Several financial institutions are accelerating their modernisation programmes using software from BMC, as banks look to strengthen resilience, automate operations, and manage increasingly complex data workflows.
The software company said organisations including Germany’s Atruvia, European IT services provider NRB, and digital lender LINE Bank Taiwan have deployed BMC tools to modernise legacy mainframe environments and standardise workflow orchestration. The projects span database recovery automation, developer productivity improvements, and digital banking workflow management.
The initiatives reflect a broader shift across the banking sector. Many institutions continue to rely on mainframe systems to run core financial operations, yet are under pressure to modernise development processes, integrate cloud services, and comply with evolving regulatory standards.
Atruvia — the technology service provider supporting more than 670 cooperative banks in Germany — recently upgraded its database recovery infrastructure using BMC AMI Recovery for Db2. The organisation manages technology services for banks representing approximately 91 million customer accounts.
The upgrade was designed to strengthen operational resilience and support compliance with the European Union’s Digital Operational Resilience Act (DORA), alongside Germany’s financial regulator BaFin requirements.
“The banks’ operations depend on our operations. Their resilience depends on our resilience. By modernising our database recovery capabilities, we support DORA and BAFIN rules, and we bring even greater resilience to banking in Germany,” said Rüdiger Schmitt, System-Engineer and Product Owner for Db2-zOS at Atruvia AG.
According to the company, the recovery platform enables automated database restoration and parallel recovery simulations, allowing testing of disaster recovery scenarios without interrupting live banking systems.
In Belgium, technology services company NRB has taken a different approach to modernisation by focusing first on the developer environment supporting its clients’ mainframe applications. The organisation is using BMC AMI DevX tools to streamline development workflows and improve visibility into software changes.
The platform enables developers to track code modifications and perform rapid fallbacks in production environments if issues arise — a capability intended to accelerate application transformation while maintaining operational control.
“We can now track every change and perform quick fallbacks in production,” said Benoît Ebner, system engineer at NRB. “We now have access to many statistics and KPIs that we didn’t have before, which helps us identify areas for improvement.”
In Asia, Taiwan’s LINE Bank — a digital-only bank integrated with the widely used LINE messaging platform — has focused on workflow orchestration as it scales its services.
The bank has implemented the Control-M platform from BMC to automate and manage application and data workflows across its digital banking infrastructure.

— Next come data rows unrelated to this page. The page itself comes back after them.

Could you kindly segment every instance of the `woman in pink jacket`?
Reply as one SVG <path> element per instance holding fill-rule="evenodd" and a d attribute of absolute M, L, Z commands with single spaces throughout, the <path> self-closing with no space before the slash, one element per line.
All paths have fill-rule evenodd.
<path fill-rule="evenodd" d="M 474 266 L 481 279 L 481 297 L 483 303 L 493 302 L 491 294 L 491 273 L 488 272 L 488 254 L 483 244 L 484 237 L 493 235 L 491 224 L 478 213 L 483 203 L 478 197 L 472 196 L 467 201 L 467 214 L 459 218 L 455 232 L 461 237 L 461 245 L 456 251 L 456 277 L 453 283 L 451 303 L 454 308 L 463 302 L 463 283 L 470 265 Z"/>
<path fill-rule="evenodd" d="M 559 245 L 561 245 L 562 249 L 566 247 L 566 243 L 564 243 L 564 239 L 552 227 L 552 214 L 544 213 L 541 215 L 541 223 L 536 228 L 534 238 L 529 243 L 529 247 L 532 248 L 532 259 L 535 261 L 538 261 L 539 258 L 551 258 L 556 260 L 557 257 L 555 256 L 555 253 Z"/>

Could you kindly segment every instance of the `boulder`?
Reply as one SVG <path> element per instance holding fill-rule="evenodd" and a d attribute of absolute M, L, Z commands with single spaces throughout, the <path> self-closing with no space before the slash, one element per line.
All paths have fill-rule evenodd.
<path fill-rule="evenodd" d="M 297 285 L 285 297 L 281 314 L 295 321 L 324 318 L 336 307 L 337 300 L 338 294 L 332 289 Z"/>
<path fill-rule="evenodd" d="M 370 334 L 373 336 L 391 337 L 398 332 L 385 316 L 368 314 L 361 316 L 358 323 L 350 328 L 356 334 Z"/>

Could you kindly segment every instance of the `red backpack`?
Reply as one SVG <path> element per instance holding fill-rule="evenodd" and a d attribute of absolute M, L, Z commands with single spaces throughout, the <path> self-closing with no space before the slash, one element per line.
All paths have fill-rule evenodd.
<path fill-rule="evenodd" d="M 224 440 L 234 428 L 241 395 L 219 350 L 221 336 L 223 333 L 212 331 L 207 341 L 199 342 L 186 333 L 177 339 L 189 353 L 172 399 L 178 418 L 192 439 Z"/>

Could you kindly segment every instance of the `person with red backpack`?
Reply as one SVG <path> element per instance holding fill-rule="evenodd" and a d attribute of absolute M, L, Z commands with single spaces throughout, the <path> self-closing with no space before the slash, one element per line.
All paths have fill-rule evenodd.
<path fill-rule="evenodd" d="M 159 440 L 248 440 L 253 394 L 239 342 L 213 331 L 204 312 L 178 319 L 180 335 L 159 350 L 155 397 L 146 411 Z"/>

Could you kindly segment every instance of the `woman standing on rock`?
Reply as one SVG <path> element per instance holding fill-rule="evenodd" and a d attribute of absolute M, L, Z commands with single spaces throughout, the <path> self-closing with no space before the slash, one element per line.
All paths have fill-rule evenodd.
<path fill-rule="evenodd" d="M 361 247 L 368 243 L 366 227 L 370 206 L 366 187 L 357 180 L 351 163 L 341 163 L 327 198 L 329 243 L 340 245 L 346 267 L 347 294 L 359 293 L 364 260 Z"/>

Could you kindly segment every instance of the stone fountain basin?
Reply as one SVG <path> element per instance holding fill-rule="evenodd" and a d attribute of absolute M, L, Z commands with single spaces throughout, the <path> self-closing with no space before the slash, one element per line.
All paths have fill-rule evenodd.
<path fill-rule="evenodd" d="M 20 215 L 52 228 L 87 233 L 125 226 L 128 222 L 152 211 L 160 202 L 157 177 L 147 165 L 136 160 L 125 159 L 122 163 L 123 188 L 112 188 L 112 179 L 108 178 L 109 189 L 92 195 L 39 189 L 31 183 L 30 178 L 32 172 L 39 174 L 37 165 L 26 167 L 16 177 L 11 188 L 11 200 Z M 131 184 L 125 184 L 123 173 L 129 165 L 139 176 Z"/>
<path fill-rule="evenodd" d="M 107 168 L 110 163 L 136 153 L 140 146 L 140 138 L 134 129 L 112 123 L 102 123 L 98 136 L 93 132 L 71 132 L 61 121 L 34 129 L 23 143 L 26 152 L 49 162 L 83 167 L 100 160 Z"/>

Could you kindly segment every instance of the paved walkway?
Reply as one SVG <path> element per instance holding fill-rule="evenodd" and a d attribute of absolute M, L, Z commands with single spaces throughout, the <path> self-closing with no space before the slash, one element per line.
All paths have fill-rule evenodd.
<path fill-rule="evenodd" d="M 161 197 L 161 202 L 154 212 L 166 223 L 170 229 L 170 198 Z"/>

The system supports more than 5,000 job schedules spanning services such as daily account balancing, financial data analysis, and cross-channel synchronisation.
LINE Bank said the automation framework has helped reduce manual wait times by 30%, cut cross-platform integration workloads by 30%, and reduce maintenance time when launching new products by 30%.
The platform has also enabled the bank to introduce new services including nonstop US dollar currency exchange — a first for Taiwan’s banking sector.
“With Control-M we can run secure, stable, efficient processes, and we can flexibly integrate workflows across innovative new solutions, all while meeting the requirements of the financial industry,” said Leo Weng, chief technology officer at LINE Bank Taiwan. “We use Control-M to automate complex workflows with high data volumes, and we look forward to using it to ease the integrations of cloud and AI solutions in the future.”
Across the sector, banks are balancing two competing pressures: maintaining the reliability of longstanding mainframe systems while introducing new digital capabilities. Automation platforms and development tools designed specifically for mainframe environments are increasingly central to that transition.